L’exécution des sentences arbitrales – Section 2 :

La présence de personnes morales de droit public dans le domaine contractuel donne lieu à des controverses lorsque se pose la question de savoir si elles doivent bénéficier d’un traitement privilégié ou non devant les tribunaux d’un autre Etat.
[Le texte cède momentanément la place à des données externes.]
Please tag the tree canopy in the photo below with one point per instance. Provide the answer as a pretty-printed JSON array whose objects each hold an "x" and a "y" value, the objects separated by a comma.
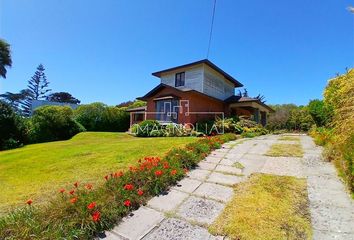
[{"x": 5, "y": 58}]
En effet, la question des rapports entre l’immunité de juridiction et même d’exécution et l’arbitrage trouve un prolongement naturel au niveau des tribunaux étatiques susceptibles d’être saisis notamment en raison d’une demande d’exequatur de la sentence arbitrale, d’une demande de mesures d’exécution forcée de celle-ci ou encore d’un recours en annulation exercé contre celle-ci.

Selon un auteur, la jurisprudence de nombreux pays s’est fixée pendant de nombreuses années dans le sens de l’application de la règle de l’immunité absolue (de juridiction et d’exécution) ; cependant, cette règle n’aurait jamais été un principe coutumier de droit international, faute d’avoir été soutenue par une majorité suffisante d’Etats.

En revanche selon le même auteur, la règle de l’immunité relative a progressivement recueilli l’adhésion nécessaire pour accéder à une telle qualité.

Nous verrons l’impact de cette règle dans le cadre de l’exécution des sentences arbitrales relatives aux investissements, et plus particulièrement les sentences CIRDI dans la mesure où, comme l’indique un auteur, le recours massif au CIRDI traduit le caractère réellement universel de ce tribunal, d’autant que l’adhésion de plusieurs pays latino-américains et arabes, derniers « îlots de résistance » à l’arbitrage, est venue renforcer cette tendance.

Nous présenterons tout d’abord le cadre général de l’exécution des sentences CIRDI (§1) et ensuite, nous analyserons la question des immunités dont peut se prévaloir un Etat vis-à-vis notamment de l’exécution de telles sentences (§2).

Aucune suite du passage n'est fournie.